加一个行为测试,保证 tokenize_workers>0add_request() 不会被 encode() 阻塞(用 gate 把 encode 卡住):

diff --git a/tests/test_server_pretok.py b/tests/test_server_pretok.py
@@
+def test_server_tokenize_workers_does_not_block_add_request() -> None:
+    gate = threading.Event()
+    tok = _BlockingTokenizer(gate=gate)
+    mgr = SchedulerManager(engine, max_batch_size=1, tokenize_workers=1)
+    rid = mgr.add_request("hello", max_new_tokens=1, stop_on_eos=False)
+    assert tok.encode_calls == 0
+    gate.set()
+    _ = list(mgr.stream_text(rid))
+    assert tok.encode_calls == 1

运行

pytest -q
..........................                                               [100%]
=============================== warnings summary ===============================
../anaconda3/lib/python3.10/site-packages/urllib3/util/ssl_.py:260
  /data/projects/rosellm/.conda/lib/python3.10/site-packages/urllib3/util/ssl_.py:260: DeprecationWarning: ssl.PROTOCOL_TLS is deprecated
    context = SSLContext(ssl_version or PROTOCOL_TLS)

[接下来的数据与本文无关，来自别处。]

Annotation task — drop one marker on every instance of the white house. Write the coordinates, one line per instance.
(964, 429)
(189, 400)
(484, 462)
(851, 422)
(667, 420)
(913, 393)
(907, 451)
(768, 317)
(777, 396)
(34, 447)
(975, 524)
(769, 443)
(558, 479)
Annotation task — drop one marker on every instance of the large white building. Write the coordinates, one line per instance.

-- Docs: https://docs.pytest.org/en/stable/how-to/capture-warnings.html
26 passed, 1 warning in 2.09s

Benchmark(HF GPT-2 / streaming)

这版主要看两个点:

  • Submit wall:一次性灌满请求时,提交路径的吞吐
  • add_request latency p99:服务端入口的 per-request overhead

命令(baseline:tokenize_workers=0):

python -m rosellm.roseinfer.benchmark_streaming \
  --hf-model-id gpt2 --device cuda \
  --prompt "Hello" --prompt-repeats 256 --unique-prompts \
  --num-requests 256 --max-new-tokens 1 \
  --max-batch-size 16 --prefill-max-batch-size 16 \
  --submit-interval-ms 0 --no-stop-on-eos --no-prefix-cache \
  --warmup-runs 1 --repeat-runs 1 \
  --tokenize-workers 0

Before(tokenize_workers=0

=== warmup 1/1 ===
=== streaming benchmark ===
Model: gpt2
Device: cuda
Pretok: False
Tokenize workers: 0
Paged attention: False
CUDA Graph: False
NVTX: False
Requests: 256
Prompt tokens (total): 66304
Completion tokens (total): 256
Submit wall: 0.079206 s
add_request latency p50/p95/p99: 0.24/0.28/0.35 ms
Tokenize p50/p95/p99: 0.00/0.00/0.00 ms
Queue wait (post-tok) p50/p95/p99: 464.83/983.04/986.32 ms
Prefill->first token p50/p95/p99: 69.47/71.33/71.71 ms
TTFT p50/p95/p99: 534.49/1048.12/1051.12 ms
TPOT p50/p95/p99: 0.00/0.00/0.00 ms/token
ITL p50/p95/p99: 0.00/0.00/0.00 ms
Latency p50/p95/p99: 534.88/1048.88/1051.76 ms
Throughput (completion,total): 227.04 tokens/s

命令(after:tokenize_workers=4):

... --tokenize-workers 4

After(tokenize_workers=4

=== warmup 1/1 ===
=== streaming benchmark ===
Model: gpt2
Device: cuda
Pretok: False
Tokenize workers: 4
Paged attention: False
CUDA Graph: False
NVTX: False
Requests: 256
Prompt tokens (total): 66304
Completion tokens (total): 256
Submit wall: 0.029888 s
add_request latency p50/p95/p99: 0.01/0.02/0.05 ms
Tokenize p50/p95/p99: 0.32/0.57/0.83 ms
Queue wait (post-tok) p50/p95/p99: 505.24/1048.71/1049.88 ms
Prefill->first token p50/p95/p99: 69.35/70.24/70.52 ms
TTFT p50/p95/p99: 574.49/1107.87/1108.84 ms
TPOT p50/p95/p99: 0.00/0.00/0.00 ms/token
ITL p50/p95/p99: 0.00/0.00/0.00 ms
Latency p50/p95/p99: 575.42/1107.97/1109.15 ms
Throughput (completion,total): 224.89 tokens/s

结论

这版的核心收益是“入口变轻”,可以用数据直接看到:

  • Submit wall79.2ms -> 29.9ms(约 2.6x
  • add_request latency p990.35ms -> 0.05ms(约 7x

同时我们把 tokenization 从黑盒里拆出来了:

  • Tokenize p99 ~0.83ms(现在能在同一份输出里读到它)
  • 这组配置下 TTFT 依然主要被 Queue wait (post-tok) + Prefill->first token 主导(tokenize 只是很小的一段)

最后,TTFT 在这个 “burst submit” 配置下会跟着变大,是因为提交更快会把请求更早地灌进系统,排队更深;如果要对比 TTFT,最好固定 arrival pattern(比如用 --submit-interval-ms 控制到达节奏),不然 TTFT 的变化很容易混进“负载形态变化”的影响。